= Michelle Elisabeth d'Ivry =

Michelle Elisabeth d'Ivry (c. 1731 - 12 February 1795) was a Swedish (originally French) spy.

D'Ivry was from France and married to a Monsieur d'Ivry in Paris. She arrived in Sweden as the mistress of the royal court jeweler Sutzer. From 1776 to 1782, she was the Kammarfru of the Queen Dowager Louisa Ulrika. She made herself the trusted confidant of Louisa Ulrika; it was reportedly she who introduced Lolotte Forssberg to Louisa Ulrika, and she was also entrusted secret political tasks by the queen dowager.
She functioned as the paid agent of King Gustav III of Sweden at the court of his mother.

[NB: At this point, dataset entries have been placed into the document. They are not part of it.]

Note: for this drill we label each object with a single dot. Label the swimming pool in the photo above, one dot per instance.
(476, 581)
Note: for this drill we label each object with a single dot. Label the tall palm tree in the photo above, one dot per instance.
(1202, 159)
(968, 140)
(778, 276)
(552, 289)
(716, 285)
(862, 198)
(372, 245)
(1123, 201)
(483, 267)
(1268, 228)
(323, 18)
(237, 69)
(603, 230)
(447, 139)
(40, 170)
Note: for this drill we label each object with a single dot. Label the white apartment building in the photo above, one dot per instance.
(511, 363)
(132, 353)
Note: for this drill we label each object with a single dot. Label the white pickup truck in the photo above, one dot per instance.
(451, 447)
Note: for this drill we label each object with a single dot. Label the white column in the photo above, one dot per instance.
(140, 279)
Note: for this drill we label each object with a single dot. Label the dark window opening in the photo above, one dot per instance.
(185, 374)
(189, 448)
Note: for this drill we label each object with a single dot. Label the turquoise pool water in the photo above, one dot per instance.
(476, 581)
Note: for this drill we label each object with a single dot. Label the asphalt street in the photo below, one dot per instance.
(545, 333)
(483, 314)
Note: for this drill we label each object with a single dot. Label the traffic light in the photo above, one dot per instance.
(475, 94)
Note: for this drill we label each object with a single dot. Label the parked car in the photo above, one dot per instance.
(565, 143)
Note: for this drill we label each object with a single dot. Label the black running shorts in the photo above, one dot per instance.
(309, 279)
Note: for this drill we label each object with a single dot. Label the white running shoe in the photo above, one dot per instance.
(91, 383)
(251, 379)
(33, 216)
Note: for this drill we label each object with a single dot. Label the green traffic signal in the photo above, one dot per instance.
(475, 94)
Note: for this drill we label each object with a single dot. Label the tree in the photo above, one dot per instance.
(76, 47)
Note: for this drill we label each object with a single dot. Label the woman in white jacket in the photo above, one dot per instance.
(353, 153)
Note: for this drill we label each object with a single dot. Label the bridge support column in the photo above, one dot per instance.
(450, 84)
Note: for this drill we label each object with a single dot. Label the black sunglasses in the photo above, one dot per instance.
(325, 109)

This was regarded to be a vital task especially during the conflict of 1778–82, when Louisa Ulrika accused the King of having another man father the heir to the throne for him.

After the death of Louisa Ulrika in 1782, Michelle Elisabeth d'Ivry was awarded double the pension given to the other members of the court of the Queen Dowager, which had a position of the same rank as she, with the condition that she did not leave the country and did not participate in social life. She died during the minority of King Gustav IV Adolf of Sweden, upon which her left papers was sealed and confiscated by representatives of the guardian government.